Vivir más tiempo ¿hace menos absurdo el proceso entre el nacimiento y la muerte? ¿O es exactamente el mismo acto sin sentido vivir 20 que 100 años? ¿Se ve o se entiende más por haber vivido más? ¿Se explican mejor las cosas del universo mundo porque se llegue a viejo –a viejísimo.

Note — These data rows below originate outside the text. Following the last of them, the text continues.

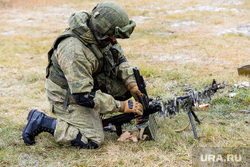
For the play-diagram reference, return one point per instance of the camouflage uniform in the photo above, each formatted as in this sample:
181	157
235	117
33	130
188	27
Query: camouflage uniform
77	64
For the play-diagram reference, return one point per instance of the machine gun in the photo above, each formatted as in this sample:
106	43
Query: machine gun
168	108
146	122
171	107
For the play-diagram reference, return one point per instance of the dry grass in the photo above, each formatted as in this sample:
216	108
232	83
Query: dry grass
174	44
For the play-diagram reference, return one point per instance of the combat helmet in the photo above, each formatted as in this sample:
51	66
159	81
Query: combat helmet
110	18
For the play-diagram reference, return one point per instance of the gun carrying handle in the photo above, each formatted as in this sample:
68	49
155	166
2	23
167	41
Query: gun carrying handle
118	129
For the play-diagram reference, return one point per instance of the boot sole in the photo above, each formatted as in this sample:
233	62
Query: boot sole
29	118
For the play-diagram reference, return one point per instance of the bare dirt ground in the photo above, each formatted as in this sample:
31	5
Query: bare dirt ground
185	42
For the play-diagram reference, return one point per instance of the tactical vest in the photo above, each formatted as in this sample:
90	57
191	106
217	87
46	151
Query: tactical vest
109	59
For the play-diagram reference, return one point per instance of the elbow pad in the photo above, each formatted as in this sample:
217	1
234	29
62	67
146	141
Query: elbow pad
82	100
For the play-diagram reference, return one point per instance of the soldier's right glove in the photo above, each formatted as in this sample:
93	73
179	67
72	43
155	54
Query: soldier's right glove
130	106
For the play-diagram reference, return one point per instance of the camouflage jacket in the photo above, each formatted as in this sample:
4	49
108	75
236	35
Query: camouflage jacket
75	62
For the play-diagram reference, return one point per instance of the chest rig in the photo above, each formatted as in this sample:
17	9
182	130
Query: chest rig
109	59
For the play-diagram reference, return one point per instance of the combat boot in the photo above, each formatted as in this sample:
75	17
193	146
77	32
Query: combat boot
37	122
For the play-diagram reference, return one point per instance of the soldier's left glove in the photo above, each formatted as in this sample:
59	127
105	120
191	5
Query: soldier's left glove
130	106
135	92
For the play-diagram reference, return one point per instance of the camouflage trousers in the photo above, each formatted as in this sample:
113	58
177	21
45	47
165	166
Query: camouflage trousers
78	118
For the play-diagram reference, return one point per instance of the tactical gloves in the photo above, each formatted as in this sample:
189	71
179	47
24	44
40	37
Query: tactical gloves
130	106
135	92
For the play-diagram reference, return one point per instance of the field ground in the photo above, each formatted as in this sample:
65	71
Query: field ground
175	44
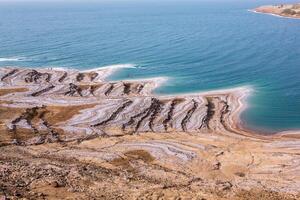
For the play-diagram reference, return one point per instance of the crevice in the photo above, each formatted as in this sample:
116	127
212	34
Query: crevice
171	113
28	116
34	76
155	111
93	75
140	88
52	135
93	89
127	87
114	114
63	77
209	113
47	89
80	77
108	91
188	116
155	103
225	110
73	89
12	72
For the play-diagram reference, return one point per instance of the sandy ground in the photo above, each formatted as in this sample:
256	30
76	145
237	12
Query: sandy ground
283	10
74	135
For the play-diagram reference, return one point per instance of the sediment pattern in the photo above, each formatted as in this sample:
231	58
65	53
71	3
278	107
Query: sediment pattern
74	135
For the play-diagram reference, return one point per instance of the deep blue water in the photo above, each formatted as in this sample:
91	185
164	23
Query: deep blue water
200	46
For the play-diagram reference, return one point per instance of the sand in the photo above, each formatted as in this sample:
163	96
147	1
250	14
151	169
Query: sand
72	134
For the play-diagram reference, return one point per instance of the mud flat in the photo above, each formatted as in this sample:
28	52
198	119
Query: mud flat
72	134
282	10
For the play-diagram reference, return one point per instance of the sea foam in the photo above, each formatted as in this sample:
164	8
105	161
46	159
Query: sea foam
13	59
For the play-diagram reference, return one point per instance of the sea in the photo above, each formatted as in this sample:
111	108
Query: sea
197	45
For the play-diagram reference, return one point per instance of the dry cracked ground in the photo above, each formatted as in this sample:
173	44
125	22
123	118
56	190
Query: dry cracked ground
73	135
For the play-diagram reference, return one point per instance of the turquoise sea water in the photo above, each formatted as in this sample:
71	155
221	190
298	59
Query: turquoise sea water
200	45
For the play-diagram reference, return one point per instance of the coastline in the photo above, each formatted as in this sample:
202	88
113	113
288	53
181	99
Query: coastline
284	10
239	94
272	14
72	125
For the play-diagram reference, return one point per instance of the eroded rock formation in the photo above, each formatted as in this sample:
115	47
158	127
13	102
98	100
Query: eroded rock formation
71	134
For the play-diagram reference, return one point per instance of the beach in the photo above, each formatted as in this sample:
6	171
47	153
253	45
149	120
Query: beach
291	11
79	135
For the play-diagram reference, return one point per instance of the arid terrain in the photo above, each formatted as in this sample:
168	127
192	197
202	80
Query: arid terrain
66	134
284	10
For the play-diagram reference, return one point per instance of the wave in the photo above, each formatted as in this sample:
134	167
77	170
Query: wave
13	59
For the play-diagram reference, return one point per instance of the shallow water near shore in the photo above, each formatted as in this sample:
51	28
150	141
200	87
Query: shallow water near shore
200	46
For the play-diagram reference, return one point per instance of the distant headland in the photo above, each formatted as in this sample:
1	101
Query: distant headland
283	10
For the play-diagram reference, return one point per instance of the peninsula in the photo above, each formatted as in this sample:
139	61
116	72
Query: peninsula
283	10
69	134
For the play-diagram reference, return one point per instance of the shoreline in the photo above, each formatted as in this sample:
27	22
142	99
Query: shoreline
290	11
70	134
240	94
272	14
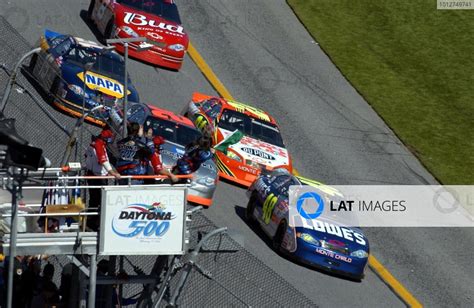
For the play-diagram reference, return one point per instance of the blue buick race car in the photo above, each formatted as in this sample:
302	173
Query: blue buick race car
78	73
332	246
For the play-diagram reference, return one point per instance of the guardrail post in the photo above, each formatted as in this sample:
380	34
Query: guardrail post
12	80
92	281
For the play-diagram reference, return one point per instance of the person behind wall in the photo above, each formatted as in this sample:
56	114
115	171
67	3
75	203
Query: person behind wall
98	164
196	153
155	160
134	153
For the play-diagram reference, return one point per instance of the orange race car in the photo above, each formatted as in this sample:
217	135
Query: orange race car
246	139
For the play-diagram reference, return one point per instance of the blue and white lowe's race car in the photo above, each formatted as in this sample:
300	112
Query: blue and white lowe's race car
329	246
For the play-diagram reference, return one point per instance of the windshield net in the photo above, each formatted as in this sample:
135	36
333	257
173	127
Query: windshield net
171	131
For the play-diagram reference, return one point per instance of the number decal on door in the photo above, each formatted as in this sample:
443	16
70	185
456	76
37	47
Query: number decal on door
268	206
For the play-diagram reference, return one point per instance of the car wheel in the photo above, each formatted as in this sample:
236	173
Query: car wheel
109	29
279	235
55	87
251	208
33	61
91	9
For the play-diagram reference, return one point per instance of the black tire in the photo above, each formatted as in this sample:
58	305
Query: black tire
54	90
278	238
109	29
91	9
33	61
251	208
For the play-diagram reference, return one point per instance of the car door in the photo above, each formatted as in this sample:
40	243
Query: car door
205	118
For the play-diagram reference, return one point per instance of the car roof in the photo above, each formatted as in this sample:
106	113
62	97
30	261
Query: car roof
170	116
248	110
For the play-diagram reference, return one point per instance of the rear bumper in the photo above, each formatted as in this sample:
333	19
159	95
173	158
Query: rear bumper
306	254
235	171
152	56
201	194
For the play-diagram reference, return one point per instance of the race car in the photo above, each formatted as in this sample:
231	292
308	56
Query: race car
60	67
246	138
177	132
332	246
156	20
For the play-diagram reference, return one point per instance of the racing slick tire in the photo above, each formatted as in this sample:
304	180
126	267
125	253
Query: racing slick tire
90	9
279	235
250	209
55	86
109	29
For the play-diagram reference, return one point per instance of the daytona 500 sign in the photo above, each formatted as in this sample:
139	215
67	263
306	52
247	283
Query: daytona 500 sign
142	221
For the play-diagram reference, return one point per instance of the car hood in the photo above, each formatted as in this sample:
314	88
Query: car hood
171	152
153	27
258	151
73	74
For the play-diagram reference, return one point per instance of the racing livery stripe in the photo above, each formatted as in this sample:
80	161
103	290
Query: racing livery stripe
223	167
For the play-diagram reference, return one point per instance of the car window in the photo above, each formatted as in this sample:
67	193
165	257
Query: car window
165	9
60	45
136	113
212	108
255	128
172	131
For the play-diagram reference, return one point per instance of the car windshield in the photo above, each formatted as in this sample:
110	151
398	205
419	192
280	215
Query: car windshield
257	129
107	64
171	131
165	9
283	182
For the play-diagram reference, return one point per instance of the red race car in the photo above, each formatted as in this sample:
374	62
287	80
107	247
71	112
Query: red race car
246	139
157	20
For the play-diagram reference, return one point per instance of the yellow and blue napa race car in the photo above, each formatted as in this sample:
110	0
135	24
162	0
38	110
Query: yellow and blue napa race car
77	73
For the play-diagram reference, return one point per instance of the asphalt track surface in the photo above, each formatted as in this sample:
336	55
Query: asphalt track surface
265	57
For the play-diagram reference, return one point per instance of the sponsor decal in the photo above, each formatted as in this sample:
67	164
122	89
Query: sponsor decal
258	153
176	47
141	20
129	31
307	196
277	151
154	35
252	110
333	255
102	83
247	169
142	221
339	231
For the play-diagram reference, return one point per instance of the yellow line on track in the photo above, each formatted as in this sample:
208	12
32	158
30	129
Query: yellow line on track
374	264
393	283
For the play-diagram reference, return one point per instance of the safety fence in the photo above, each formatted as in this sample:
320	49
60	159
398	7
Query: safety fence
229	275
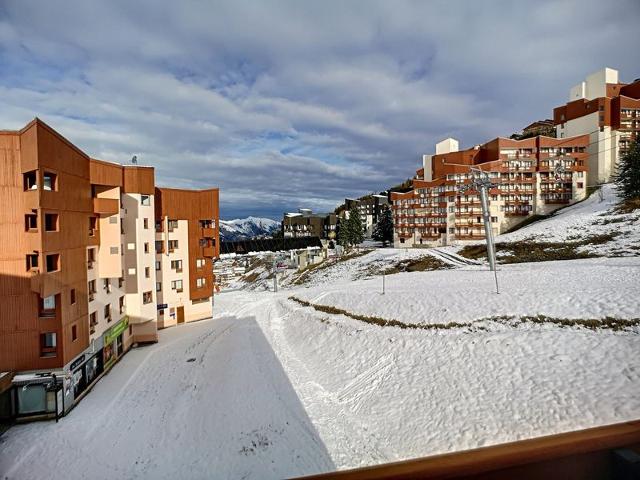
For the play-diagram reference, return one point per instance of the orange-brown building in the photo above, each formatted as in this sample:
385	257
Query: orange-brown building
78	267
609	112
531	176
187	241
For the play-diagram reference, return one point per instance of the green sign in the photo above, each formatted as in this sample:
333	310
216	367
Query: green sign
111	334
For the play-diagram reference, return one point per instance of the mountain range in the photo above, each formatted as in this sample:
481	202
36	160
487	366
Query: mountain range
246	228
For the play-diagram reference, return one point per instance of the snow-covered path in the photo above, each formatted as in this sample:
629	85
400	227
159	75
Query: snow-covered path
229	413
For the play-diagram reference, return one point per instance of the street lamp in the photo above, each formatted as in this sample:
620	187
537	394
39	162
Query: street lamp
480	182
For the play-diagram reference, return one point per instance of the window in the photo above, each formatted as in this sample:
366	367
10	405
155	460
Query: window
176	285
50	222
147	297
50	181
48	306
30	180
53	262
32	262
31	222
93	226
48	344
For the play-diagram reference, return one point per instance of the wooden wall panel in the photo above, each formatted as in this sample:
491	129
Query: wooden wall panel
105	173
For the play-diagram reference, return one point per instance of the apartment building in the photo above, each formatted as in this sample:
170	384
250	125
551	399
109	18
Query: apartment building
532	176
305	223
186	242
370	208
78	266
609	112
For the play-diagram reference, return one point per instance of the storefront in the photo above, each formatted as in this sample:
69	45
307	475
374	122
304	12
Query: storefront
114	342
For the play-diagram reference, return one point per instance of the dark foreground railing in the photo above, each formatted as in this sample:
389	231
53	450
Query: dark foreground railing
610	452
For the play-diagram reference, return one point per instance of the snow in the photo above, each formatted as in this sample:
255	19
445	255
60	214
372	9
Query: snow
594	216
272	389
590	288
250	227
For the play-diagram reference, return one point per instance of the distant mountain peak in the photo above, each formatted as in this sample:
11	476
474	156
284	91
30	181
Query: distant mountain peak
247	228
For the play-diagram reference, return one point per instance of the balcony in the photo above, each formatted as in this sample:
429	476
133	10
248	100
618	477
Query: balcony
208	233
106	206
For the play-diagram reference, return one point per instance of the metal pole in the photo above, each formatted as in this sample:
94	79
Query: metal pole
488	232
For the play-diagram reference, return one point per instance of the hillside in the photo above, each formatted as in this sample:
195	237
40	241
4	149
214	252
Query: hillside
592	228
246	228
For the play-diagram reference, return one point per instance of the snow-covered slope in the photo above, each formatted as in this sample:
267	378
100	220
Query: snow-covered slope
596	216
245	228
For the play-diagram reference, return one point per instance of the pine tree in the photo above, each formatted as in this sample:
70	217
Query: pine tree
627	177
383	231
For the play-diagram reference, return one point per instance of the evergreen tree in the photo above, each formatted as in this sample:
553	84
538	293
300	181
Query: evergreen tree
356	229
383	231
627	177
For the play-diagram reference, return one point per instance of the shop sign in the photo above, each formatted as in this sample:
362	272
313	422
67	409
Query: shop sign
111	334
77	362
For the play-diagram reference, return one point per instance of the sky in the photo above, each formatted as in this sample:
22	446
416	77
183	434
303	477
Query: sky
297	104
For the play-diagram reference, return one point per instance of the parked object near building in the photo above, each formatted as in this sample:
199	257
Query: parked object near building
77	268
606	110
532	176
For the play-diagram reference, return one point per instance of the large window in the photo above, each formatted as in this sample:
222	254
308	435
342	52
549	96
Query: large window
53	262
48	344
48	306
30	180
51	222
32	262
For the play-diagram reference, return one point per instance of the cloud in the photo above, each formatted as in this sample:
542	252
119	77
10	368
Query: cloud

O se quedan de todas maneras sin explicación y nos morimos in albis aunque seamos un gran maestro de la física cuántica?

Me ha tentado el deseo de vivir más (acaso como una más de las codiciosas tentaciones que nos asaltan) con la esperanza de conocer más, de ver más, de presenciar más llegadas de tal o cual cometa o los desenlaces de Las mil y una noches (como si el Ser estuviera en un envoltorio de mil cáscaras y milhojas) como si la filosofía fuera cosa que al fin de las cansadas nos pudiera decir algo seguro y definitivo -aunque fuese al final- cuando se supone que -calmadas las pasiones- es el tiempo propicio y la celeste cuna para la reflexión sin límites, para el encuentro con la verdad –por amarga que fuera- o para darnos de frente con la otra vida sin Gloria -que es lo más seguro- aunque se niegue sin conocer.

Voy pasando del dolor de nacer (sangre y llanto) al dolor de morir (más llanto) pero de ninguna de estas dos experiencias (las más fundadoras) guardaré memoria. Voy pasando del dolor de nacer al dolor de morir con la esperanza sin alas de que cada día podré encontrar lo que busco ¡la gran respuesta a la gran pregunta! El hilo de Ariadna en el laberinto. La voz clara y de día “aunque es de noche”. La vereda de cristal en la selva oscura. Con la esperanza de encontrar un cuadro, un libro, una sinfonía, una frase, un poema que me diga todo sobre la nada.

Los años de una vida –de mi vida- transitan entre el dolor de vivir y el de morir y en este páramo no me animaré a decir nuca como la Santa de Ávila que tan alta vida espero que muero porque no muero. En realidad yo muero porque no vivo para seguir preguntando al vacío. Porque no he de vivir más que 80 o 100 años inútiles. Sólo ese es el lapso que me ha sido concedido por el viento o por la hojarasca para enterarme, para saber, para ir al encuentro de lo que podría ser la verdad coronada de bondad y de belleza como aprendí hace tantos años sobre los griegos en la Península Helénica.

Pido un día más de gracia y otro ¡y otro más!, como un condenado a muerte ante el patíbulo inexorable, con la enardecida esperanza (mariposa sin alas) de que ¡hoy sí!, he de encontrar la fórmula, la frase, el verso que me revelará para qué he nacido, para qué estoy aquí, por qué he de morir y por qué muero. Sé que muy pronto o muy tarde (porque da lo mismo) me encontraré en la fosa y pasaré a otra forma de vida de la que nada sabré ya mutilado, pero de la que formaré parte. Una parte dividida, escindida, quebrada, desunificada de la individuación que fui, de la individuación que soy aún desconsolado.

Respuesta no habrá ¿y entonces? Queda sólo esperar como en Godot o como el Agrimensor ante El Castillo. Realizando ritos y oraciones por si acaso. Rezando tal vez desesperados porque todo cabe en lo posible. El viento ácido que rodea a Godot y el silencio sin respuestas que mantiene vivo al Agrimensor se imponen pero este sigue tratando de entrar en contacto con el señor del castillo.

En un silencio inmenso, a Godot podrá esperársele por siglos y por siempre. Godot no llega. Y K., el Agrimensor, envía recados a la inexpugnable torre vanamente.

¿Y yo que no soy ni los que esperan a Godot ni al Agrimensor?, leo, sin embargo, en sus vidas el terror que me invadirá cuando la última puerta de la escena quede cerrada.